Limitations & Future Work

  • Data is synthetic rather than real clinical recordings, so there remains a domain gap with actual patient/doctor dialogues; the authors attempt to mitigate this by "retaining clinical artistry + embedding physical artifacts," but cannot fully eliminate it.
  • Annotation relies on Gemini-3-flash generation, risking the introduction of generator biases into the benchmark; sample validation is limited in scale.
  • The 13 evaluated models are still mainly general-purpose LALMs, lacking comparison with models specifically fine-tuned for medical audio (e.g., future MedAudio-LLM).
  • The open-ended scoring protocol is described only briefly in the paper, leaving room for improved reproducibility.

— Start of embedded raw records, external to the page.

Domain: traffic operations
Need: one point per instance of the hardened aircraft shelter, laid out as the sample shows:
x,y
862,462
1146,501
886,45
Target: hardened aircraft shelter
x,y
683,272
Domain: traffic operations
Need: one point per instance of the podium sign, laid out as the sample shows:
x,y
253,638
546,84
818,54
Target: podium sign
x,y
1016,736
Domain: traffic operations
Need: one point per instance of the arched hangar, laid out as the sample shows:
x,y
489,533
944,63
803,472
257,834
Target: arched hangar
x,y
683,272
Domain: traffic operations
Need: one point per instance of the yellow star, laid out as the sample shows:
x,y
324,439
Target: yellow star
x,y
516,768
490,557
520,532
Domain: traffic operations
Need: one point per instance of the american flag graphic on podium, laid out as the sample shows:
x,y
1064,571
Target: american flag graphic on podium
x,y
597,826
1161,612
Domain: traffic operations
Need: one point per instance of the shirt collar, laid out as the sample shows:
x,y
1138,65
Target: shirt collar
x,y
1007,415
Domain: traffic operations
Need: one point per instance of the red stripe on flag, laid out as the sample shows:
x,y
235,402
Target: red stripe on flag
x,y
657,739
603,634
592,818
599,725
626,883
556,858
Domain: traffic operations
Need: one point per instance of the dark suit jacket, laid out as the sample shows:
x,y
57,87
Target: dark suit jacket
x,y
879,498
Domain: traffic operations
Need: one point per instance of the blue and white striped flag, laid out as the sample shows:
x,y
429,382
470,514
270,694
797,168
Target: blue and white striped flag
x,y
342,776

  • vs CaReAQA: CaReAQA also targets medical audio but is small-scale and only tests short clips; MedMosaic uses a synthetic pipeline to scale up by two orders of magnitude and adds long dialogue/multi-turn/embedded QA.
  • vs MMAU / MMAU-Pro / MMAR: General audio QA, broad coverage but not specialized; MedMosaic provides depth in the medical subdomain, complementing MMAU-Pro.

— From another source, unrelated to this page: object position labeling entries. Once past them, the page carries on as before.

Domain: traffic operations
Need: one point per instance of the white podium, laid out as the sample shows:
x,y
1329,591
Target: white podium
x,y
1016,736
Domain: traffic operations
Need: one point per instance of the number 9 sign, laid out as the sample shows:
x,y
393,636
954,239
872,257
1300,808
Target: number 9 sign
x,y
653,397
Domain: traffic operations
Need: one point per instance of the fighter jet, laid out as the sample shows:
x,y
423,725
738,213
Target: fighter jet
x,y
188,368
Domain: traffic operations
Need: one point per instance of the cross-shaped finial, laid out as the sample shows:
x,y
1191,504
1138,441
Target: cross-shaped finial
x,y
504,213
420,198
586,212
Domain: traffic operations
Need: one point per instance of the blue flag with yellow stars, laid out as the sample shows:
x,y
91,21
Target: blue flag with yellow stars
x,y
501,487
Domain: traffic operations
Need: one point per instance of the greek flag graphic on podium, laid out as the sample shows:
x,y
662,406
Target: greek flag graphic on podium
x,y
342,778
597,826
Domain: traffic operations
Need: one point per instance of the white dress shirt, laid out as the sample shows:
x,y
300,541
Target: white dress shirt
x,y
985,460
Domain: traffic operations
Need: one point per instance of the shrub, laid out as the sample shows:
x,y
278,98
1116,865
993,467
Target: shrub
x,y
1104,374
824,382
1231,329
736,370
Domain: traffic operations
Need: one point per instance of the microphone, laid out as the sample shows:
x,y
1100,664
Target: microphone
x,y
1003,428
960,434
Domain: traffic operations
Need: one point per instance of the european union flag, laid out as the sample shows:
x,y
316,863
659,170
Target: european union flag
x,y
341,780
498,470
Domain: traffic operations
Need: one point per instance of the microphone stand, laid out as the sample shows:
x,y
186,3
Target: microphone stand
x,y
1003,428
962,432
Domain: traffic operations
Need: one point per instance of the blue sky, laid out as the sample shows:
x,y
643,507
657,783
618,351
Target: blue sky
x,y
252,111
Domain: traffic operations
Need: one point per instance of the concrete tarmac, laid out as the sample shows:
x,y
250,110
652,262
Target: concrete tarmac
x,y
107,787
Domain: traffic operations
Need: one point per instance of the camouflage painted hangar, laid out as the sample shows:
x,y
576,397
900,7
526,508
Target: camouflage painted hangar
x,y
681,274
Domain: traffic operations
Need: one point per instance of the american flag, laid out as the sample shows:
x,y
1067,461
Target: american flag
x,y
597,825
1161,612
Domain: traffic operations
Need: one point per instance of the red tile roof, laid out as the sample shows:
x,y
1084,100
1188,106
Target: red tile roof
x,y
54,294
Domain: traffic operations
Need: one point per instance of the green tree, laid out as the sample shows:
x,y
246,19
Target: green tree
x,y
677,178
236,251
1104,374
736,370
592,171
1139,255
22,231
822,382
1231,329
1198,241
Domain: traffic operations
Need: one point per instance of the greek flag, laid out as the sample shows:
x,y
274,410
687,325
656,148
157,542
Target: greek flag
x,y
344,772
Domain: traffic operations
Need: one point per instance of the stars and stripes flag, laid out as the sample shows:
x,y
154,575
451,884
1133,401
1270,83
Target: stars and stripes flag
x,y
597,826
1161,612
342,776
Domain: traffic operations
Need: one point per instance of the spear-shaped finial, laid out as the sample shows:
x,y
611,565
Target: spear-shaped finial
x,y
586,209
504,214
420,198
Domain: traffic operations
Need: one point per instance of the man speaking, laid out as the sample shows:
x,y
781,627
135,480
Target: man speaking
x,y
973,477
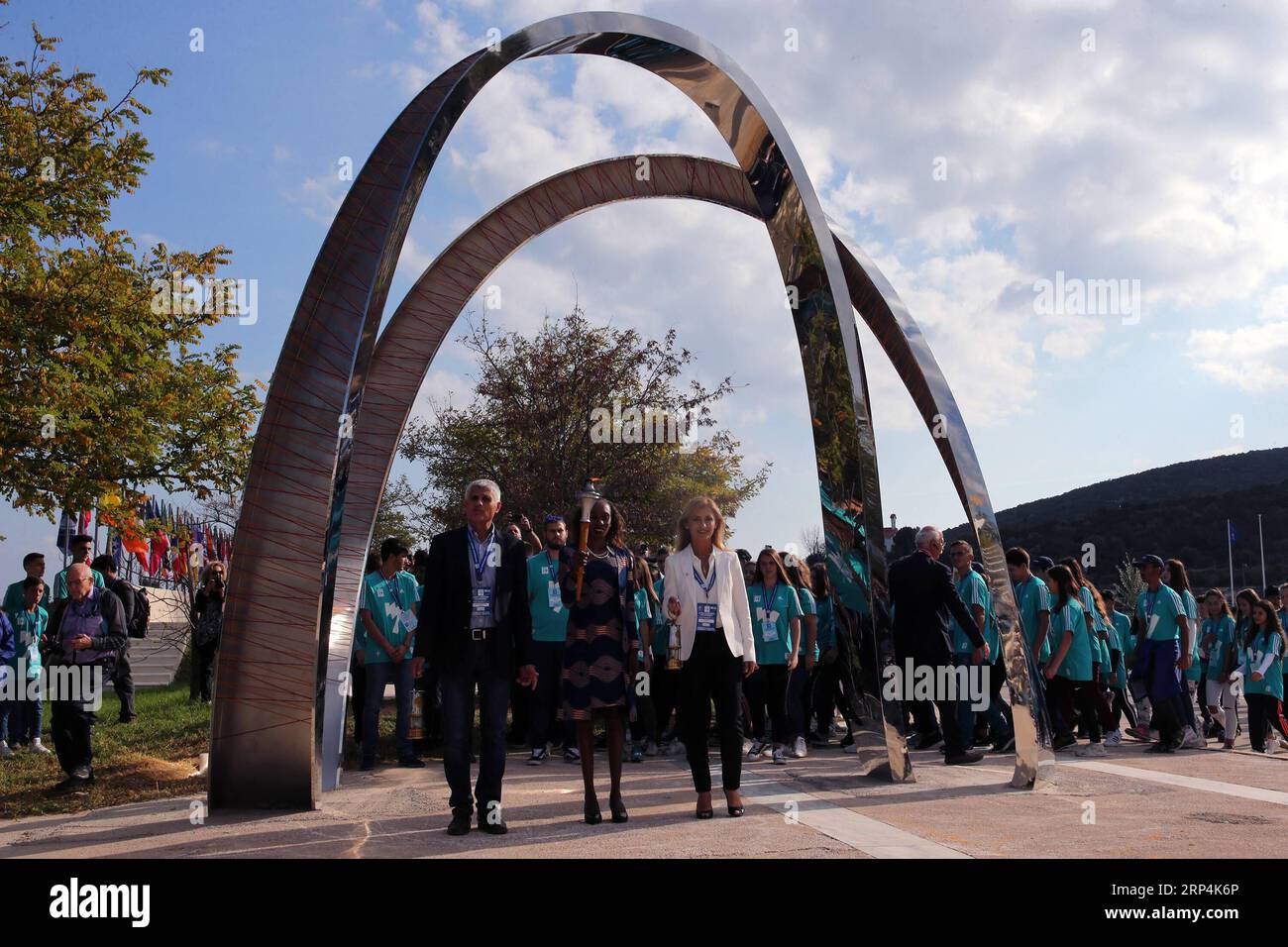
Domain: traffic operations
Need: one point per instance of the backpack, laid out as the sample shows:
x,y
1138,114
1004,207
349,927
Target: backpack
x,y
142,613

  • vs CORAAL-QA: CORAAL-QA focuses on long-form multi-turn interaction; MedMosaic introduces domain expertise and physiological sound specificity.
  • vs MedQA (text): MedQA is entirely text-based clinical knowledge; this work is the first to systematically supplement "audio-dimension clinical reasoning evaluation."

Rating

  • Novelty: ⭐⭐⭐⭐ Embedded Voice_QA, multi-turn dialogue, and temporal reasoning for physiological sounds all appear for the first time in a medical audio benchmark.
  • Experimental Thoroughness: ⭐⭐⭐⭐ 13 models × 10 question types evaluated, with per-model, per-type scores; missing: human baseline, medical expert fine-tuned models.
  • Writing Quality: ⭐⭐⭐ Clear flowcharts and detailed prompt templates; some experimental details (e.g., open-ended scoring metrics) are only briefly mentioned.
  • Value: ⭐⭐⭐⭐ Provides the first large-scale, extensible evaluation for medical audio LALMs, highly practical for future multimodal medical model development; the synthetic data paradigm is also instructive for other privacy-sensitive domains.